Boxer Declares Climate Change as the Greatest Threat, But Opponents Slam Theory

Terrorism. Nuclear weapons. Corrupt and oppressive regimes.

Sen. Barbara Boxer said last week that climate change -- not any of that other stuff -- will stand as the "leading cause of conflict" over the next two decades. The comment was apparently based on reports and studies over the past few years that have linked climate change to other security issues, but her colleagues -- as well as her Senate campaign opponent -- described the prediction as a big stretch.

Sen. James Inhofe, R-Okla., Boxer's Republican counterpart on the environment committee she chairs and arguably the most outspoken global warming skeptic in Congress, decried the warning on Tuesday as a bogus ploy to win support for a sweeping energy regulation bill.

"We know global warming alarmists frequently use scare tactics to push the U.S. to pass costly cap-and-trade legislation. But to say that carbon emissions will be the leading cause of conflict in the next 20 years represents a new low in alarmist propaganda," Inhofe, ranking member on the Senate Environment and Public Works Committee, said in a written statement to

"Given the tremendous security challenges confronting our nation today -- from Iran, North Korea, Islamic extremism and much else -- Senator Boxer's statement seems a bit out of touch. I would hope that she simply misspoke."

The chairwoman of the EPW committee made the remark on the floor last Thursday, when the Senate was taking up a challenge to the Obama administration's EPA rules that would cut greenhouse gas emissions. Democrats succeeded in stopping the Republican-led resolution, with the help of senators like Boxer.

On the floor, she warned that climate change would have far-reaching consequences in the not-so-distant future.

"I'm going to put in the record ... a host of quotes from our national security experts who tell us that carbon pollution leading to climate change will be over the next 20 years the leading cause of conflict, putting our troops in harm's way," Boxer said. "And that's why we have so many returning veterans who want us to move forward and address this issue."

According to Boxer's office, the senator believes climate change will be "one of the" leading causes of conflict -- not necessarily the primary cause -- despite her statement on the floor last Thursday.
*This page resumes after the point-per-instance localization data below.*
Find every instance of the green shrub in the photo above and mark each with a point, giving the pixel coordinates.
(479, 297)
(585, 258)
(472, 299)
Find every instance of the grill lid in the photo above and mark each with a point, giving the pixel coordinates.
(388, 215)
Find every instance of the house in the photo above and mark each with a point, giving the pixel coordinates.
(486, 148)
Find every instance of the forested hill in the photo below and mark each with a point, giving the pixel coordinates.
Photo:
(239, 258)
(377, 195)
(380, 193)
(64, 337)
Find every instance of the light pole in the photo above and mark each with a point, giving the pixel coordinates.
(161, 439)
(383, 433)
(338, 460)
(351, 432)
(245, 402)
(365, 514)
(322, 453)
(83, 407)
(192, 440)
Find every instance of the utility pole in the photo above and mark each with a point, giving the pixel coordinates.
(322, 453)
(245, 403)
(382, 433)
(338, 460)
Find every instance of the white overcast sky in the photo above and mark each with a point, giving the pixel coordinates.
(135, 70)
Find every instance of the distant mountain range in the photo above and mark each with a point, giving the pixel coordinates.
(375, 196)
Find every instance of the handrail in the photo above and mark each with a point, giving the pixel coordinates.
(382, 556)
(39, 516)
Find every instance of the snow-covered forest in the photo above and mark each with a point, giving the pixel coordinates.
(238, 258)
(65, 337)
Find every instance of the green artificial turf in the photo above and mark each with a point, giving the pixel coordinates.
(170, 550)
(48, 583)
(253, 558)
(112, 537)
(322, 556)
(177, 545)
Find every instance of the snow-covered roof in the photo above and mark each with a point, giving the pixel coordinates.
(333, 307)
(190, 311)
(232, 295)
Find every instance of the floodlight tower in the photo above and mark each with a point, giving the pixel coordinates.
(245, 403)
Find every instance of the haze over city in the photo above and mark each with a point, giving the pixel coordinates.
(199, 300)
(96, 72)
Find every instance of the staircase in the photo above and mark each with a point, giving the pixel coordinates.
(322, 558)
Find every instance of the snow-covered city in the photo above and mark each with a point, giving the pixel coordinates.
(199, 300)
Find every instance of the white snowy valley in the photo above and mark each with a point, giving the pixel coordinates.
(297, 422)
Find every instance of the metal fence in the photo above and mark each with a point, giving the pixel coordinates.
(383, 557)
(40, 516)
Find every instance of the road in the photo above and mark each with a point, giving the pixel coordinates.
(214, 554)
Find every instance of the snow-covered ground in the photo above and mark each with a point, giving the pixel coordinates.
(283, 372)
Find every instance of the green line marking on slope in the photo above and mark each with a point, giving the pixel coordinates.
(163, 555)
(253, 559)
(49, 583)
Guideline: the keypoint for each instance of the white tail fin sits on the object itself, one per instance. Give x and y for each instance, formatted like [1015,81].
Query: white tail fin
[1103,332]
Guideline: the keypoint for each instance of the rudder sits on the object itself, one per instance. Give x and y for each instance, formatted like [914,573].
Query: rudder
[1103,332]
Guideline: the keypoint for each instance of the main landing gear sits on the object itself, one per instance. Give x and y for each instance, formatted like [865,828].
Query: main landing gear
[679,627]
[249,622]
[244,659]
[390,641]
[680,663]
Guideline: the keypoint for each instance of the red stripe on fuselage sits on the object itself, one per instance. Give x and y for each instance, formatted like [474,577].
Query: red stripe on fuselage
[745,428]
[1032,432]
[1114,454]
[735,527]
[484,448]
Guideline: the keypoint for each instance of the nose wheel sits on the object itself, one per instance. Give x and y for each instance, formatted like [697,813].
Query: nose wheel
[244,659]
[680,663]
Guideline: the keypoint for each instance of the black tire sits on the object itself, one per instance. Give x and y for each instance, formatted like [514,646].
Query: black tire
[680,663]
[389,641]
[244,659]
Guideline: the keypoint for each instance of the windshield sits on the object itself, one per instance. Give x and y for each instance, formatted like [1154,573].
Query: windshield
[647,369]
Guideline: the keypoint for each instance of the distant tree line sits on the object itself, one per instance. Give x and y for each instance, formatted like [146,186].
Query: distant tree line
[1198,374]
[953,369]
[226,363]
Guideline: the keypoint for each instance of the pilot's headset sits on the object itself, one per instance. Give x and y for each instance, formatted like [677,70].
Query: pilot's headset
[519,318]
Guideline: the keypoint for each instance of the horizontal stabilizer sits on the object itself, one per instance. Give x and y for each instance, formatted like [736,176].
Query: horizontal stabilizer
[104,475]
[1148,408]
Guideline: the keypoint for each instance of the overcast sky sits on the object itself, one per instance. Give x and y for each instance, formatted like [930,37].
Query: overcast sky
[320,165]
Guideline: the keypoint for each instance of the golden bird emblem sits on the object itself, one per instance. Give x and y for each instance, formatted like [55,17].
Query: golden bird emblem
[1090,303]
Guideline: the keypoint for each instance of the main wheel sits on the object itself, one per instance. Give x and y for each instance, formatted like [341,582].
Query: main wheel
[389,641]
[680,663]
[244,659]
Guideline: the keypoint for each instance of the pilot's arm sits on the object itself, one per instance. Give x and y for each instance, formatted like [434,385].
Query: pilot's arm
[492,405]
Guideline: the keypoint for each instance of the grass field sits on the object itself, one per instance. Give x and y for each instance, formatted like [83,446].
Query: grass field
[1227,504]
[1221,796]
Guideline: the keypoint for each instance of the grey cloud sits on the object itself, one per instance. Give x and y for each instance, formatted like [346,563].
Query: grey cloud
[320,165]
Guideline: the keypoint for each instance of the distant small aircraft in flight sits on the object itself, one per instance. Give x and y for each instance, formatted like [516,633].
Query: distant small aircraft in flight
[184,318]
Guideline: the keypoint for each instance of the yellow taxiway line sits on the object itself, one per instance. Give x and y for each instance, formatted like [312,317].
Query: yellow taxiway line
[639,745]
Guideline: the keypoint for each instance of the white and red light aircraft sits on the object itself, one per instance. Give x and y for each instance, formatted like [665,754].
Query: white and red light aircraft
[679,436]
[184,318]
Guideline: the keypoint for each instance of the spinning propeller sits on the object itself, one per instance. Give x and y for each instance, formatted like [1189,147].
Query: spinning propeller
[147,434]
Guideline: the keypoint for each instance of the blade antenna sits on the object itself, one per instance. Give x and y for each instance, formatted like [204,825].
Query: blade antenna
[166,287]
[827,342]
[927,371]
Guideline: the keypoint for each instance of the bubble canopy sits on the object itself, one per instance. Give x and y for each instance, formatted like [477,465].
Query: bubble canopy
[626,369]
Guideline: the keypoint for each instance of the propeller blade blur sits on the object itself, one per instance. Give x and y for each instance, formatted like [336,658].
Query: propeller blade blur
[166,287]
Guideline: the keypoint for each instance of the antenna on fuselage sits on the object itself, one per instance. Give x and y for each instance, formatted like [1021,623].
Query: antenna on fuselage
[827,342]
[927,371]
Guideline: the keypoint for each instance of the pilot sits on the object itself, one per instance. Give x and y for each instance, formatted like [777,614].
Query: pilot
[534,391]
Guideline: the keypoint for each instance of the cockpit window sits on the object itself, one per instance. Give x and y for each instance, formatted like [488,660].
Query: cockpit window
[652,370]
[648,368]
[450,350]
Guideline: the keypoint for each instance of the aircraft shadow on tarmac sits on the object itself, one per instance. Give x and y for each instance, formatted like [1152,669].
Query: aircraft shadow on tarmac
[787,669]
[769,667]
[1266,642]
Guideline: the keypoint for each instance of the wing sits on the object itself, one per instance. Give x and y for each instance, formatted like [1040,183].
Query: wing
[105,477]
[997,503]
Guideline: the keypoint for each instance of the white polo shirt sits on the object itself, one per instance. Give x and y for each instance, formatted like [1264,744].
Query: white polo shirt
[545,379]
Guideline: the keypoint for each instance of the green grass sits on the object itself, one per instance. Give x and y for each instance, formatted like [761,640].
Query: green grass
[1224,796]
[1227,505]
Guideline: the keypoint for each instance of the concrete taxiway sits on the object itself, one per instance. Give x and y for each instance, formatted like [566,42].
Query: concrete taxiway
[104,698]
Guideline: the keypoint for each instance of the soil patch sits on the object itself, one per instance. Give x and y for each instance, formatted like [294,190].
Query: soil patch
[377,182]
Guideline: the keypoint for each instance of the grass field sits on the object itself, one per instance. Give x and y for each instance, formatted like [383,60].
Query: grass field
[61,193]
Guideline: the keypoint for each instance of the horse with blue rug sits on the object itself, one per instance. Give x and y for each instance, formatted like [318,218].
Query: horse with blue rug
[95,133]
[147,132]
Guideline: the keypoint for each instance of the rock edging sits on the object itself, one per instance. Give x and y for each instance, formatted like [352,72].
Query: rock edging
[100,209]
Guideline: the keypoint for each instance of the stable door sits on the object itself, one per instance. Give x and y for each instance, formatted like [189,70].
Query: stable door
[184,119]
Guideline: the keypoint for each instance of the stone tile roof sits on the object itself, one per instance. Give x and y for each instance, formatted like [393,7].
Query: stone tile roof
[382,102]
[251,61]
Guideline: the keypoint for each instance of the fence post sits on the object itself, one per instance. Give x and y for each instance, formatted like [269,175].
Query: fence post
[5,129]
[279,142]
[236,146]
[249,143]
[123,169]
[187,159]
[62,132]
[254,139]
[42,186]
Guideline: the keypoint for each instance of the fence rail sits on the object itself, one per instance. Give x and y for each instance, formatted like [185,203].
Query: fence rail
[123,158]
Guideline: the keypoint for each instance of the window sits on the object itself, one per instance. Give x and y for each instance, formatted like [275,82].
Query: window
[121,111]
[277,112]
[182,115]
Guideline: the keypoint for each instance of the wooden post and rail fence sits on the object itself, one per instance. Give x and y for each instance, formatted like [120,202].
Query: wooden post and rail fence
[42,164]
It's unclear whether Boxer simply misspoke or whether she was intentionally escalating her warning.

Boxer's office backed up her statement afterward by pointing to a Pentagon report that discussed the security implications of climate change; the creation by the CIA of a Center on Climate Change and National Security; and a statement from 33 retired generals and other high-ranking military officials saying climate change is "making the world a more dangerous place."

But the recent studies and statements on the connection between climate change and other problems generally do not conclude that the issue will drive all-out chaos on a global scale.

Rather, they say climate change has the potential to exacerbate existing problems like poverty and droughts and social tensions.

That was the conclusion reached by a National Intelligence Assessment in 2008 that found climate change could lead to food and water shortages, among other problems, and in turn fuel conflict.

"Climate change alone is unlikely to trigger state failure in any state out to 2030, but the impacts will worsen existing problems," then-National Intelligence Council Chairman Thomas Fingar said in a statement to Congress. Fingar said the problems would hit poor, developing countries hardest leading to pressure on the U.S. military to respond, but that the United States might actually "benefit slightly" from climate change over the next few decades because of "increased agricultural yields."

The Pentagon's latest Quadrennial Defense Review also concluded that climate change would contribute to "food and water scarcity" and could worsen "mass migration." The report said that "climate change alone does not cause conflict," though it "may act as an accelerant" of instability.

Even that conclusion has been called into question by experts who say the theory lets bad governments and bad leaders off the hook by blaming future problems on climate.

Idean Salehyan, a University of North Texas professor who co-authored a book on this subject, wrote a column in 2007, when the theory started to gain traction, in which he called predictions of "apocalyptic" consequences from climate change "misleading" and "irresponsible."

"They shift liability for wars and human rights abuses away from oppressive, corrupt governments," he wrote. Salehyan could not be reached for comment for this article.

The Heritage Foundation's James Carafano testified last year before Boxer's committee that political violence has actually dropped as emissions have risen.

"The environment does not cause wars -- it is how humans respond to their environment that causes conflicts. Climate change does not necessarily ensure that there will be more or less conflict," he said.

The campaign of Boxer's Republican opponent, Carly Fiorina, cited Carafano's testimony and others in criticizing the senator's claim from last week.

"We can all agree that terrorists pose a serious security threat to our nation. However, there is wide disagreement within the security community, and the American people, about the role climate change plays in global security. Despite this, Barbara Boxer has chosen to fight for cap-and-trade legislation under the auspices that somehow raising energy prices and costing America jobs will make us safer," Fiorina spokeswoman Amy Thoma said in a written statement to

Robert Dillon, spokesman for EPW committee member Sen. Lisa Murkowski, R-Alaska, said Boxer was "overstating" the problem. He said Democrats have been employing a lot of "hype" to try building support for the stalled cap-and-trade energy bill. Murkowski sponsored the EPA challenge that was defeated last week.

"I think we all understand that climate change adds to those issues [detailed in the studies]," Dillon said. "What made Senator Boxer make that leap? ... I have no idea."